Yes—if multiple PCs drop at the exact same time, focusing on the “shared points” (router/AP, modem/ONT, coax/fiber line, power, and ISP neighborhood equipment) is the right way to approach it.
First: separate “Wi‑Fi dropped” vs “Internet dropped”
A lot of ISP tech visits end up inconclusive because these two get mixed together.
- When it happens, check if your devices are still connected to the Wi‑Fi network name (SSID) but show “No Internet,” versus the SSID disappearing / disconnecting entirely.
- If you can, test one device by Ethernet (direct cable) for a day or two. If Ethernet stays stable while Wi‑Fi drops, the ISP line may be fine and the Wi‑Fi layer is the problem.
Router-side checks that often reveal the cause
Even when an ISP says “router is fine,” the router logs and radio settings often tell the real story.
- Update router firmware (and confirm it actually applied). If the ISP manages it, ask them to confirm the current firmware version/build.
- Check the router “System Log” / “Wireless Log” around the time of a dropout for entries like reboot, WAN down/up, DFS channel change, or radio resets.
- Disable “Smart Connect” temporarily (if enabled) and split 2.4 GHz and 5 GHz into separate SSIDs for testing. Smart steering bugs can look like “Wi‑Fi shuts off.”
- If you use 5 GHz, avoid DFS channels during troubleshooting. DFS events (radar detection) can force the router to vacate a channel and briefly drop clients.
- For testing, set fixed channels:
- 2.4 GHz: channel 1, 6, or 11 (whichever is least congested)
- 5 GHz: a non-DFS channel (often 36–48 or 149–161, depending on region/router)
- Turn off “Eco/Power saving Wi‑Fi,” scheduled Wi‑Fi on/off, and any parental-control “bedtime” schedules, just to eliminate timing-based cutoffs.
Power and physical-layer issues (common and easily missed)
Short drops of “everything” can be caused by power blips or marginal signal levels.
- Make sure the router/modem/ONT power brick is firmly seated and not on a loose power strip. If possible, try a different outlet.
- If you have a separate modem + router, confirm which one is rebooting or losing link during an event (status lights are useful here).

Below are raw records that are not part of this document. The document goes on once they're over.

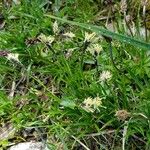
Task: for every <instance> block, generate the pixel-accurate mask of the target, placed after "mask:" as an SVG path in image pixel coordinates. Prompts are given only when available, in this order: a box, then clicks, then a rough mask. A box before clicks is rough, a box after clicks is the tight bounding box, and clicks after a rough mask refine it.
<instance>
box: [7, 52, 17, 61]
mask: <svg viewBox="0 0 150 150" xmlns="http://www.w3.org/2000/svg"><path fill="white" fill-rule="evenodd" d="M6 58H7V59H8V60H14V61H16V62H20V61H19V54H17V53H15V54H14V53H8V54H7V56H6Z"/></svg>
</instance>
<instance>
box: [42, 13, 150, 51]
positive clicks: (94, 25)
mask: <svg viewBox="0 0 150 150" xmlns="http://www.w3.org/2000/svg"><path fill="white" fill-rule="evenodd" d="M45 16H46V17H50V18H52V19H56V20H59V21H62V22H65V23H68V24H71V25H76V26H79V27H81V28H84V29H89V30H91V31H92V32H95V33H97V34H100V35H103V36H106V37H110V38H112V39H115V40H119V41H121V42H124V43H128V44H131V45H133V46H137V47H138V48H143V49H145V50H150V44H148V43H145V42H143V41H140V40H137V39H135V38H132V37H129V36H126V35H123V34H119V33H115V32H112V31H109V30H107V29H105V28H104V27H101V26H96V25H91V24H85V23H79V22H75V21H69V20H67V19H64V18H59V17H55V16H53V15H48V14H46V15H45Z"/></svg>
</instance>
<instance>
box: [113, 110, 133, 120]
mask: <svg viewBox="0 0 150 150" xmlns="http://www.w3.org/2000/svg"><path fill="white" fill-rule="evenodd" d="M115 116H116V117H117V118H118V120H122V121H125V120H126V119H127V118H128V117H129V116H130V113H129V112H128V111H126V110H124V109H122V110H118V111H116V114H115Z"/></svg>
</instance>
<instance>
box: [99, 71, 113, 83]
mask: <svg viewBox="0 0 150 150" xmlns="http://www.w3.org/2000/svg"><path fill="white" fill-rule="evenodd" d="M111 77H112V74H111V73H110V72H109V71H103V72H102V73H101V74H100V81H106V80H109V79H111Z"/></svg>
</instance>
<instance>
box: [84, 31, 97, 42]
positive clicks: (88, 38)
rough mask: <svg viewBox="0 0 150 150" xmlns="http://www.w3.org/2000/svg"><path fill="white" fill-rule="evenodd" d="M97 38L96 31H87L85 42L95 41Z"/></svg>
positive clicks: (85, 37)
mask: <svg viewBox="0 0 150 150" xmlns="http://www.w3.org/2000/svg"><path fill="white" fill-rule="evenodd" d="M96 40H97V38H96V33H95V32H93V33H88V32H85V38H84V42H95V41H96Z"/></svg>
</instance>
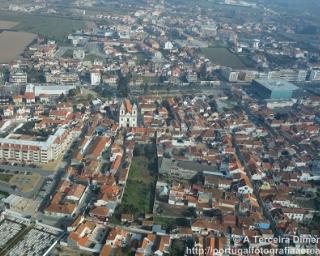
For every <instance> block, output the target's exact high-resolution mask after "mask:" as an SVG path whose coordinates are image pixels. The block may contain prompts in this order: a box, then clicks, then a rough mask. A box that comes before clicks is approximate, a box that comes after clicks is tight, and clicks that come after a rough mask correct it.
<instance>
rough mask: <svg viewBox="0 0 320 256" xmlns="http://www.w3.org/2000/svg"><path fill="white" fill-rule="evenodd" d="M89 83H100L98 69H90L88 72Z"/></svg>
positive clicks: (98, 84) (98, 72) (100, 82)
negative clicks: (96, 70)
mask: <svg viewBox="0 0 320 256" xmlns="http://www.w3.org/2000/svg"><path fill="white" fill-rule="evenodd" d="M90 80H91V85H99V84H100V83H101V74H100V72H99V71H92V72H91V73H90Z"/></svg>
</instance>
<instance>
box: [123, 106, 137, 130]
mask: <svg viewBox="0 0 320 256" xmlns="http://www.w3.org/2000/svg"><path fill="white" fill-rule="evenodd" d="M119 125H120V127H137V125H138V108H137V105H136V104H133V105H132V104H131V102H130V101H129V100H124V101H123V102H122V104H121V107H120V114H119Z"/></svg>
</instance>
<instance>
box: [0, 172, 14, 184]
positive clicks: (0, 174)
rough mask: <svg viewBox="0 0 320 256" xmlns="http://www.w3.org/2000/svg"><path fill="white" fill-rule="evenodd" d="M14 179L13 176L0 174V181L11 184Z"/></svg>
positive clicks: (2, 173) (8, 174)
mask: <svg viewBox="0 0 320 256" xmlns="http://www.w3.org/2000/svg"><path fill="white" fill-rule="evenodd" d="M12 177H13V175H12V174H7V173H0V181H4V182H9V181H10V180H11V178H12Z"/></svg>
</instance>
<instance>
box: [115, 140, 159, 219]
mask: <svg viewBox="0 0 320 256" xmlns="http://www.w3.org/2000/svg"><path fill="white" fill-rule="evenodd" d="M137 147H139V148H140V150H139V153H137V154H136V155H135V156H134V158H133V161H132V165H131V167H130V170H129V177H128V180H127V184H126V188H125V192H124V195H123V198H122V205H121V206H122V207H121V208H122V209H121V210H120V211H121V212H129V213H134V214H135V215H136V216H139V215H141V214H144V213H148V212H150V211H152V208H153V201H154V192H155V191H154V190H155V180H156V177H157V161H156V154H155V150H154V148H155V146H154V145H146V146H144V147H143V146H137ZM136 151H137V150H136ZM142 151H144V152H143V153H142Z"/></svg>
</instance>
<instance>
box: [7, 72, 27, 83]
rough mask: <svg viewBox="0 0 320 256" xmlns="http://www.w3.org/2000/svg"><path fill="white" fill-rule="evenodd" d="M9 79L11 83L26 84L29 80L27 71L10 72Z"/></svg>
mask: <svg viewBox="0 0 320 256" xmlns="http://www.w3.org/2000/svg"><path fill="white" fill-rule="evenodd" d="M9 81H10V83H15V84H26V83H27V82H28V76H27V73H25V72H14V73H10V77H9Z"/></svg>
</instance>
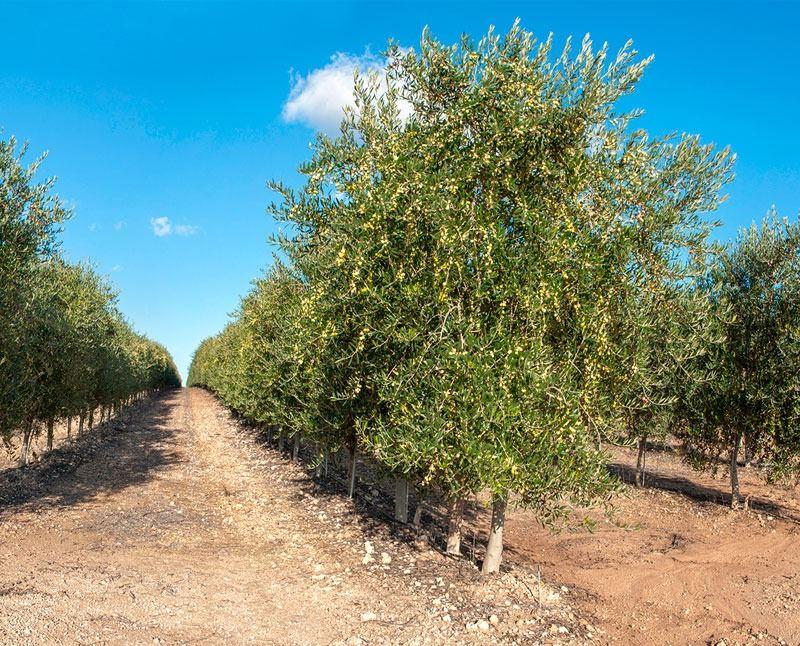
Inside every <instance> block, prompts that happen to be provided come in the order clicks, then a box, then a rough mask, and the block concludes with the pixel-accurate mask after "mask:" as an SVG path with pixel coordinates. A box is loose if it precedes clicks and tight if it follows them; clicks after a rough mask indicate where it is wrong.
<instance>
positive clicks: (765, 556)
mask: <svg viewBox="0 0 800 646" xmlns="http://www.w3.org/2000/svg"><path fill="white" fill-rule="evenodd" d="M613 457H614V461H615V463H614V464H613V465H612V467H613V468H614V469H615V470H616V471H617V472H618V473H620V474H622V475H623V476H626V480H627V481H629V482H630V481H632V480H633V471H632V467H633V465H634V464H635V460H636V456H635V452H633V451H625V450H617V451H615V453H614V456H613ZM648 468H649V471H650V475H649V478H648V482H647V484H648V487H647V488H645V489H643V490H636V489H634V488H633V487H630V486H628V487H626V491H625V493H624V494H623V496H621V497H620V498H619V499H617V500H616V501H615V503H614V512H613V514H612V516H611V517H610V518H607V517H604V516H601V515H598V514H592V516H593V519H594V520H595V521H596V523H597V524H596V526H595V528H594V531H593V532H591V533H590V532H587V531H580V532H569V531H563V532H561V533H557V534H555V533H553V532H550V531H546V530H543V529H541V528H540V527H539V526H537V524H536V522H535V519H533V518H532V517H531V515H530V514H528V513H525V512H517V513H515V514H512V515H511V517H510V519H509V521H508V525H507V528H508V538H509V543H510V550H509V551H510V552H511V553H510V554H509V556H510V557H511V558H512V559H514V560H517V561H519V562H527V563H531V562H535V563H540V564H541V566H542V570H543V573H544V576H545V577H546V578H547V579H548V580H553V579H555V580H557V581H559V582H560V583H566V584H567V585H568V586H570V587H571V588H574V589H575V595H574V596H575V598H578V599H580V602H579V603H578V606H579V608H580V610H581V611H582V615H583V616H584V617H586V618H590V619H591V620H592V621H594V622H596V623H597V625H599V626H600V627H602V628H604V629H605V631H606V633H607V635H606V638H607V639H608V640H609V641H610V642H615V643H621V644H714V645H716V644H720V643H724V644H727V645H731V644H747V643H758V642H760V643H766V644H769V643H772V644H775V643H785V644H800V525H798V522H799V520H800V495H799V494H800V492H798V490H797V488H794V487H792V488H781V487H770V486H767V485H765V484H763V482H761V481H760V480H759V479H757V478H756V476H755V474H754V473H753V472H752V470H751V469H742V470H741V472H742V473H741V475H740V478H741V480H742V494H743V495H745V496H748V497H749V498H750V500H749V510H748V511H732V510H731V509H730V508H729V503H730V494H729V493H728V492H729V489H728V480H727V477H726V475H727V474H726V473H720V475H719V477H718V478H713V477H711V476H710V475H705V474H699V473H697V472H695V471H692V470H691V469H689V468H687V467H686V466H685V465H684V464H683V463H682V462H681V461H680V459H679V458H678V457H676V456H675V455H673V454H671V453H669V452H659V453H655V454H651V455H650V458H649V464H648Z"/></svg>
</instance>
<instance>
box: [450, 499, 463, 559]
mask: <svg viewBox="0 0 800 646" xmlns="http://www.w3.org/2000/svg"><path fill="white" fill-rule="evenodd" d="M463 519H464V498H462V497H461V496H455V497H453V498H452V499H451V500H450V507H449V509H448V513H447V553H448V554H455V555H460V554H461V523H462V521H463Z"/></svg>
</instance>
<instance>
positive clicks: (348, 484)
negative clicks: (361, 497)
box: [347, 446, 358, 499]
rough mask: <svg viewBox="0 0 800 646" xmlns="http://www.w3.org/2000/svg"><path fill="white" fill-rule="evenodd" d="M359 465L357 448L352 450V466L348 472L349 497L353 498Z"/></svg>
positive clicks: (350, 463)
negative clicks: (356, 467) (356, 450)
mask: <svg viewBox="0 0 800 646" xmlns="http://www.w3.org/2000/svg"><path fill="white" fill-rule="evenodd" d="M357 464H358V455H357V454H356V447H355V446H353V447H352V448H351V449H350V466H349V468H348V470H347V496H348V497H349V498H351V499H352V498H353V495H354V494H355V491H356V467H357Z"/></svg>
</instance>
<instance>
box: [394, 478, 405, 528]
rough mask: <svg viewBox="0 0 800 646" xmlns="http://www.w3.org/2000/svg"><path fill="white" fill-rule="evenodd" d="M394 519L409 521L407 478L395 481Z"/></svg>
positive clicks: (400, 520) (394, 493)
mask: <svg viewBox="0 0 800 646" xmlns="http://www.w3.org/2000/svg"><path fill="white" fill-rule="evenodd" d="M394 519H395V520H398V521H400V522H401V523H407V522H408V480H406V479H405V478H397V479H396V480H395V481H394Z"/></svg>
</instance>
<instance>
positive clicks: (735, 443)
mask: <svg viewBox="0 0 800 646" xmlns="http://www.w3.org/2000/svg"><path fill="white" fill-rule="evenodd" d="M741 439H742V438H741V435H739V434H737V435H736V437H735V438H734V440H733V443H732V444H731V467H730V471H731V509H736V508H737V507H738V506H739V503H740V502H741V500H742V496H741V494H740V493H739V465H738V464H737V462H738V460H739V443H740V442H741Z"/></svg>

- If it’s cable internet: ask the ISP to check for signal level fluctuations, SNR issues, and upstream power levels over time (not just a quick “looks OK now” snapshot).
About the smartphone service dropping too
That detail is important, but it can mean different things depending on what “smartphone service” is:
- If it’s Wi‑Fi Calling dropping: that’s consistent with your Wi‑Fi/Internet dropping.
- If it’s actual cellular (LTE/5G) dropping at the same time: that points more toward a local environmental/power issue or a wider area outage, not just your home router.
Since your landline (over the same provider) never fails, it suggests the phone service path is more stable than the broadband/Wi‑Fi path, which is common—voice can be provisioned/engineered differently than consumer internet.
Practical next step that forces a clear answer
Run a simple, continuous test for a few days and keep timestamps.
- From one PC on Ethernet (if possible) and one on Wi‑Fi, run a continuous ping to:
- Your router’s LAN IP (tests Wi‑Fi/LAN stability)
- The ISP gateway (tests your ISP link)
- A public DNS like 1.1.1.1 (tests upstream internet)
- When it drops, you’ll know exactly which hop failed, and you’ll have times you can hand to the ISP.
Security side note (since this is MalwareTips) survival race
Windows 7 is end-of-life and no longer receives security updates. Even though it’s not causing this connectivity issue by itself, it is a significant risk on a home network. If it must stay online, keep it very limited (standard user, no browsing/email, and ideally isolated/segmented if your gear supports it).
Bottom line: your reasoning is solid, but the fastest way to get the ISP to act (or to prove it’s Wi‑Fi/router-side) is router logs plus timestamped testing that shows whether the failure is LAN/Wi‑Fi, the ISP gateway, or upstream.